I host this blog on my own server. Further, I use a blogging engine the name of which the reader can see plainly on the site, which is partly installed via the Debian package manager, and partly via in-place downloading and updating of extensions via plug-ins.
Just tonight, the Debian team put through a package-originated update to ‘WordPress.org
‘, which has happened smoothly in the past, and the nature of which I have integrated with my particular site quite well.
But immediately after the WordPress.org
update tonight, the blog went off-line briefly, and I feared the worst – that I had made chopped beef out of my local configuration of files.
But what I found instead, this time around, dismayed me: In the file named
/usr/share/wordpress/wp-includes/functions.php
There is a re-declaration of three functions, in principle:
wp_json_encode()
_wp_json_sanity_check()
_wp_json_convert_string()
Since these three functions have been redeclared within the same code file, that belongs to
/usr/share/wordpress
And belonging to the package, there was no way the blog could have sent off any HTML at all – regardless of what my plug-in settings might have been. It is baffling that Debian Team would make the error, of declaring the same functions twice within the same file.
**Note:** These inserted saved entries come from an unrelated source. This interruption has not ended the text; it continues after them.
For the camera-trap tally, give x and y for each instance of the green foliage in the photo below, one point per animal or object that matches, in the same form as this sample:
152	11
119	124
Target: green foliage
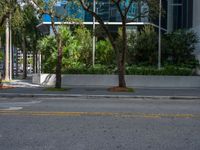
104	52
142	47
84	38
168	70
82	69
179	47
47	46
71	54
131	70
75	49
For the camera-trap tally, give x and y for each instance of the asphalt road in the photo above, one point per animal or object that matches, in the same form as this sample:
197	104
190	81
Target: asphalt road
99	124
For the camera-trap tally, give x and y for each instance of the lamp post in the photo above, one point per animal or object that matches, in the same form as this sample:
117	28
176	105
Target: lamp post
94	38
159	36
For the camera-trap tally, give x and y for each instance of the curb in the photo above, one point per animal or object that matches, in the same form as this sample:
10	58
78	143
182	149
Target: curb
16	95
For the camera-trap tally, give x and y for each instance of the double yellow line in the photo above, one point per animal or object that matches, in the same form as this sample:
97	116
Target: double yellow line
112	114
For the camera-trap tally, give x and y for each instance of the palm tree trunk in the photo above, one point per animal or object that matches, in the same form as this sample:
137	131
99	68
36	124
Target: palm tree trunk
7	75
24	57
122	57
59	63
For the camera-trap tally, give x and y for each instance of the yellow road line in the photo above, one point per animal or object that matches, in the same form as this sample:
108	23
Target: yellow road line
114	114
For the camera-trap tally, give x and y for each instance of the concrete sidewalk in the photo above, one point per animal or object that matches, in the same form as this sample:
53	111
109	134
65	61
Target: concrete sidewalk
25	88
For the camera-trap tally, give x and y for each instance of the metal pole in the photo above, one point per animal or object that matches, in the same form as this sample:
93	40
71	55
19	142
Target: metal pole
7	78
159	37
10	44
94	38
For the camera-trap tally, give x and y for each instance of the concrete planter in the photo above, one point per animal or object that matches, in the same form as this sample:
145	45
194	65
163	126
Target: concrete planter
112	80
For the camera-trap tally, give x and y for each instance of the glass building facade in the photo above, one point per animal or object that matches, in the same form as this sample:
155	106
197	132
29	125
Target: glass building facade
104	8
180	14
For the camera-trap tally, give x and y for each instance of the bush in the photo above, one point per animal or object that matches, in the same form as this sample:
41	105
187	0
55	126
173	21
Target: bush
178	48
142	47
98	69
168	70
104	53
131	70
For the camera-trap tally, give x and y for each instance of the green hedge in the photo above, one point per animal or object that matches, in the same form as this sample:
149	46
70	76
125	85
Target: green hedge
131	70
169	70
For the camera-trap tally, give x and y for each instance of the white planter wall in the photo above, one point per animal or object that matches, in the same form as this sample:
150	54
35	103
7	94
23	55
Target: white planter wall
112	80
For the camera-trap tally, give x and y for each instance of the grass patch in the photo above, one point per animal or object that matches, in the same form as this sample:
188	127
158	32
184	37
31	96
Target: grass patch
56	89
121	89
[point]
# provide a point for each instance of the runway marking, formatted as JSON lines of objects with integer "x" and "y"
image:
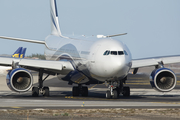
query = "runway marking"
{"x": 135, "y": 78}
{"x": 16, "y": 107}
{"x": 70, "y": 97}
{"x": 167, "y": 102}
{"x": 92, "y": 87}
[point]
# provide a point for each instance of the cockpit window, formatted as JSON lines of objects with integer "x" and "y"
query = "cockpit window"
{"x": 120, "y": 53}
{"x": 107, "y": 52}
{"x": 113, "y": 52}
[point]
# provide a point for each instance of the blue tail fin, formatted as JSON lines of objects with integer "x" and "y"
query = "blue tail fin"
{"x": 23, "y": 53}
{"x": 17, "y": 53}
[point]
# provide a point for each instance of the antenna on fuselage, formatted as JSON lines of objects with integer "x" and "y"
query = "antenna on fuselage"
{"x": 103, "y": 36}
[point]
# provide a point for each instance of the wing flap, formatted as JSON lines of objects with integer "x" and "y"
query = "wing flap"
{"x": 58, "y": 66}
{"x": 155, "y": 61}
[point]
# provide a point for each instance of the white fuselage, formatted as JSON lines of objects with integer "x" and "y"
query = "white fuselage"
{"x": 100, "y": 59}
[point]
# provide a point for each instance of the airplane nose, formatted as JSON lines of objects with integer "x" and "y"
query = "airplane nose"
{"x": 114, "y": 66}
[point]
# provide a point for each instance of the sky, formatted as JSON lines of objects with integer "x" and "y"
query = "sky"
{"x": 153, "y": 26}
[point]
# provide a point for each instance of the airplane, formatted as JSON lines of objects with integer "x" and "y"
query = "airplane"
{"x": 19, "y": 53}
{"x": 84, "y": 61}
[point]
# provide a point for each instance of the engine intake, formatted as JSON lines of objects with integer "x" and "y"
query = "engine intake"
{"x": 19, "y": 80}
{"x": 164, "y": 79}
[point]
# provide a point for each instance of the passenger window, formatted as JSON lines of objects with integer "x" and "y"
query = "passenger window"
{"x": 120, "y": 53}
{"x": 113, "y": 52}
{"x": 125, "y": 52}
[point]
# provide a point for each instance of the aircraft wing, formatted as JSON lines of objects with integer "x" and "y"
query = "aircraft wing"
{"x": 145, "y": 62}
{"x": 53, "y": 67}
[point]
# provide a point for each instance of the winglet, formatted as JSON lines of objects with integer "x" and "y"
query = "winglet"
{"x": 55, "y": 29}
{"x": 23, "y": 53}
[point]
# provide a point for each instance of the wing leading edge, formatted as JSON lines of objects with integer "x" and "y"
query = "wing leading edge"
{"x": 138, "y": 63}
{"x": 49, "y": 66}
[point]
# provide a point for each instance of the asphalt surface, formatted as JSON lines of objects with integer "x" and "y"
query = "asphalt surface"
{"x": 142, "y": 96}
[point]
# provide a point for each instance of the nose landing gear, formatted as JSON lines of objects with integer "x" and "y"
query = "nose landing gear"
{"x": 77, "y": 90}
{"x": 117, "y": 88}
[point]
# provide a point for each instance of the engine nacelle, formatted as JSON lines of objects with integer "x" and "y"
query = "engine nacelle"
{"x": 19, "y": 80}
{"x": 163, "y": 79}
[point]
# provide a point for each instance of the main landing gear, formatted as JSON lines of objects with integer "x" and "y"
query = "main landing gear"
{"x": 116, "y": 88}
{"x": 40, "y": 89}
{"x": 77, "y": 90}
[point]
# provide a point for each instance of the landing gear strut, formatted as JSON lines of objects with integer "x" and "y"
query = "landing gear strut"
{"x": 40, "y": 89}
{"x": 116, "y": 88}
{"x": 77, "y": 90}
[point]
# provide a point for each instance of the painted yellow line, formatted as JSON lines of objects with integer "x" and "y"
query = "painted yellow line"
{"x": 92, "y": 87}
{"x": 167, "y": 102}
{"x": 16, "y": 107}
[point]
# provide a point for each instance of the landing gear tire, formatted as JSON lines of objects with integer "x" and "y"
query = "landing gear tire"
{"x": 46, "y": 91}
{"x": 84, "y": 91}
{"x": 35, "y": 91}
{"x": 75, "y": 91}
{"x": 115, "y": 94}
{"x": 126, "y": 91}
{"x": 108, "y": 94}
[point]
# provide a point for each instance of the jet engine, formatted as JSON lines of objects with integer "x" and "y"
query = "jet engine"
{"x": 19, "y": 80}
{"x": 163, "y": 79}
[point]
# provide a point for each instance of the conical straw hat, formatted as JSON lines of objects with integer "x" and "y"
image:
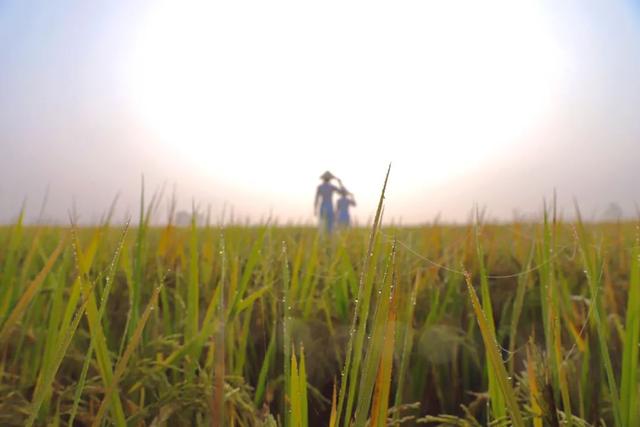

I simply had to comment out the offending functions, and my blog works again, plug-ins, theme and all.
So it would seem that the code that keeps WordPress.org
running, is malleable after all, so that I was able to restore order within my files.
Dirk
(Edit : ) I suppose that for the next few hours or days, the readers might notice that the blog engine is rather sluggish. This is due to the fact that I needed to clear my cache. But clearing the cache on this server would have been necessary anyway. I had the whole maneuver planned out so carefully – To put the blog into maintenance mode, to clear the cache, to change a directory permission, to apply the update, to re-owner the folders, and to deactivate maintenance mode…
Such a shame the the code did not play nice this time.
This affected the blog from about 21h30 until 22h45.